Now he lives along an upstairs hallway in the Milner Hotel downtown, on a floor where the window on the fire escape is open, a breeze fluttering its dingy white curtains. Fountaine lives in a tiny one-room space, an elegant man who now walks only with a cane.

He is neither bum nor derelict. He is still respected within the city's jazz community as a hell of a sax player. But he's had extensive heart surgery and has been convalescing at the Milner for more than a year. It is doubtful he will ever play professionally again.

But, at 56, he is still proud, a man who loves his children and is anguished by much of what he sees on the streets near his room. When talking about his work on the album, he is often moved to tears."It's the most beautiful thing I ever did in my life," he says.
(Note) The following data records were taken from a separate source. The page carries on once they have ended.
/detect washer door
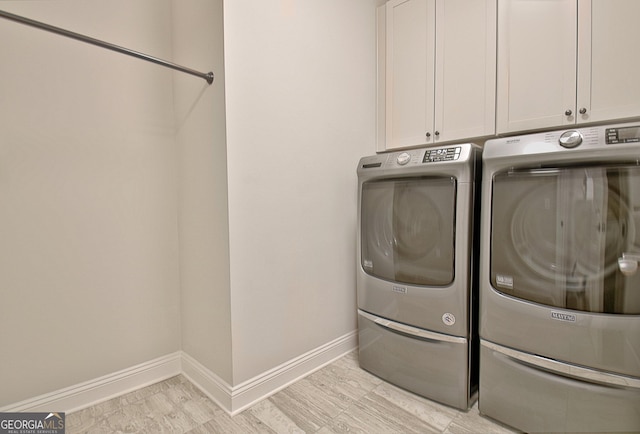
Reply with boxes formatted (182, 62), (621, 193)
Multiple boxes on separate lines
(361, 177), (456, 286)
(491, 166), (640, 315)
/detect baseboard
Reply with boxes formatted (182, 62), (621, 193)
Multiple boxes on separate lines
(229, 331), (358, 416)
(182, 331), (358, 416)
(182, 352), (232, 412)
(0, 331), (358, 415)
(0, 351), (182, 413)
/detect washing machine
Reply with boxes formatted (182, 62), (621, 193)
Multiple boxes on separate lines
(479, 123), (640, 432)
(357, 143), (481, 409)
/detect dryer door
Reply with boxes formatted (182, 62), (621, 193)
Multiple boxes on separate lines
(491, 166), (640, 315)
(361, 177), (456, 286)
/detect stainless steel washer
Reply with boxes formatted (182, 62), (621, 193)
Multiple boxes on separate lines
(479, 124), (640, 432)
(357, 144), (481, 409)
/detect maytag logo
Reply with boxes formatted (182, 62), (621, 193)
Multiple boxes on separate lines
(551, 312), (577, 322)
(391, 285), (407, 294)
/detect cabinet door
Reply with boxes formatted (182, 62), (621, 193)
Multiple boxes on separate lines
(497, 0), (576, 133)
(577, 0), (640, 122)
(385, 0), (435, 149)
(434, 0), (496, 142)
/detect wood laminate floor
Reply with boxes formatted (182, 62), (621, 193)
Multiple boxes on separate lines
(66, 351), (515, 434)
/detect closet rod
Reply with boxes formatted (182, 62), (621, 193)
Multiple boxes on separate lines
(0, 10), (213, 84)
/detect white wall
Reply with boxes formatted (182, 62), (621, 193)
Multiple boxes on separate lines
(0, 0), (376, 406)
(172, 0), (232, 384)
(224, 0), (376, 384)
(0, 0), (180, 407)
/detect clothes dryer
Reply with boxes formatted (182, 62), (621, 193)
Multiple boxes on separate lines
(479, 123), (640, 432)
(357, 143), (481, 409)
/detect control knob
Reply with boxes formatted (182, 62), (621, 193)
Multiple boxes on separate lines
(558, 130), (582, 149)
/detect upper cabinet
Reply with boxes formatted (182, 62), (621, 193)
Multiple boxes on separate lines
(497, 0), (640, 133)
(377, 0), (496, 151)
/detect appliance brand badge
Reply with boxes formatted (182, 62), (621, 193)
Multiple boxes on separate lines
(442, 312), (456, 326)
(496, 274), (513, 289)
(551, 311), (578, 322)
(391, 285), (407, 294)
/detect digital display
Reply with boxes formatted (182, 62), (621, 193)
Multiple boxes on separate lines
(422, 146), (461, 163)
(618, 127), (640, 140)
(605, 126), (640, 145)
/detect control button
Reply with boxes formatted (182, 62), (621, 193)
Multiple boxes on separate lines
(558, 130), (582, 148)
(396, 152), (411, 166)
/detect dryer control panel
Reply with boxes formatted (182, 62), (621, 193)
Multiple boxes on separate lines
(422, 146), (462, 163)
(605, 126), (640, 145)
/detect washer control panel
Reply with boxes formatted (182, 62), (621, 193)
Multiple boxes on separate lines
(604, 126), (640, 145)
(422, 146), (462, 163)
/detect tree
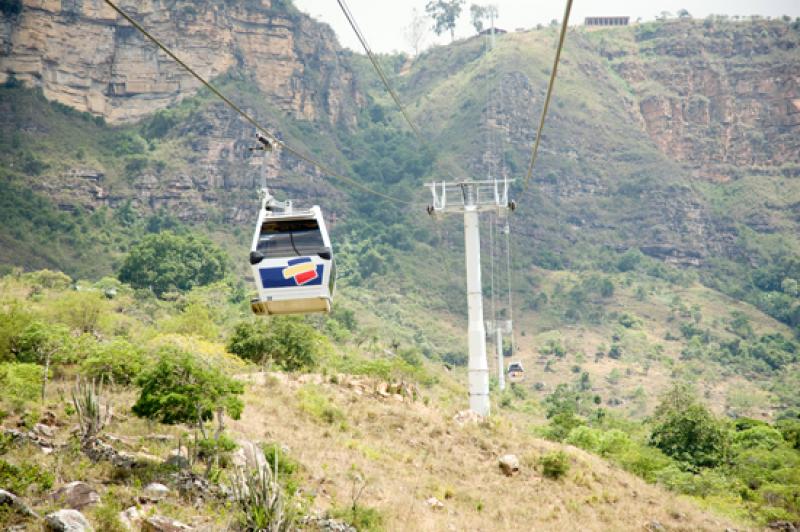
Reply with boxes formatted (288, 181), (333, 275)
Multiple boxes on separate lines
(404, 7), (428, 56)
(649, 385), (728, 468)
(469, 4), (486, 33)
(132, 348), (244, 428)
(469, 4), (497, 33)
(425, 0), (466, 41)
(228, 316), (320, 371)
(119, 231), (228, 296)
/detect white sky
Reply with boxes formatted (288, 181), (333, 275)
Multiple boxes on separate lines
(294, 0), (800, 52)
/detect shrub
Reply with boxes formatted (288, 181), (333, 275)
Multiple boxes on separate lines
(564, 426), (600, 451)
(732, 426), (785, 451)
(539, 451), (570, 480)
(228, 316), (321, 371)
(133, 348), (244, 425)
(650, 386), (728, 467)
(81, 339), (145, 385)
(297, 386), (345, 427)
(0, 460), (53, 497)
(597, 429), (632, 456)
(119, 231), (228, 296)
(53, 290), (108, 333)
(614, 445), (675, 484)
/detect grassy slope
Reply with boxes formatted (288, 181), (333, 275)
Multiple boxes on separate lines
(0, 274), (739, 530)
(0, 14), (798, 442)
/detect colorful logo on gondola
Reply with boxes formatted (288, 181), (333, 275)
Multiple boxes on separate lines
(283, 258), (319, 286)
(259, 257), (325, 288)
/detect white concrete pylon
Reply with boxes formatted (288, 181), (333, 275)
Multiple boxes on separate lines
(464, 205), (490, 416)
(427, 179), (516, 416)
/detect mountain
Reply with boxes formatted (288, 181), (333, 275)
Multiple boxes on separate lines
(0, 0), (800, 528)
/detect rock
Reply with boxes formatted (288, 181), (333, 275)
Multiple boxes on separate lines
(0, 489), (39, 517)
(33, 423), (56, 440)
(142, 482), (169, 502)
(231, 440), (267, 471)
(142, 515), (192, 532)
(44, 510), (94, 532)
(453, 410), (483, 425)
(50, 480), (100, 510)
(500, 454), (519, 477)
(425, 497), (444, 510)
(119, 506), (144, 530)
(300, 515), (358, 532)
(767, 521), (800, 532)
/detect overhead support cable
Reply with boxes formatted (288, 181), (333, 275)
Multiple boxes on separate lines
(336, 0), (427, 141)
(336, 0), (462, 174)
(104, 0), (412, 205)
(524, 0), (572, 190)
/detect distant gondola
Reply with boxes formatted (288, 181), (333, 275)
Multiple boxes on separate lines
(250, 192), (336, 315)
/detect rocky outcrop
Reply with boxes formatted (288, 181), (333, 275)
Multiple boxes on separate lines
(612, 21), (800, 181)
(0, 0), (360, 124)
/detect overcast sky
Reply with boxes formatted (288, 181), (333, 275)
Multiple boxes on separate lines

So now, he lovingly pulls that same old sax out of its black case. He murmurs to it as he assembles its pieces, as he loops the neck strap over his head. His eyes close as he brings the reed to his lips.

Softly, he begins to play. The notes are jumbled at first. Then they blend into a soaring single note, held for a heartbeat, then two, before it is clear that this is the note that began Gaye's album so long ago. In this empty room, the notes somehow carry the sound of pigeon wings flapping in narrow alleys, of car horns and dance halls in hot, crowded cities.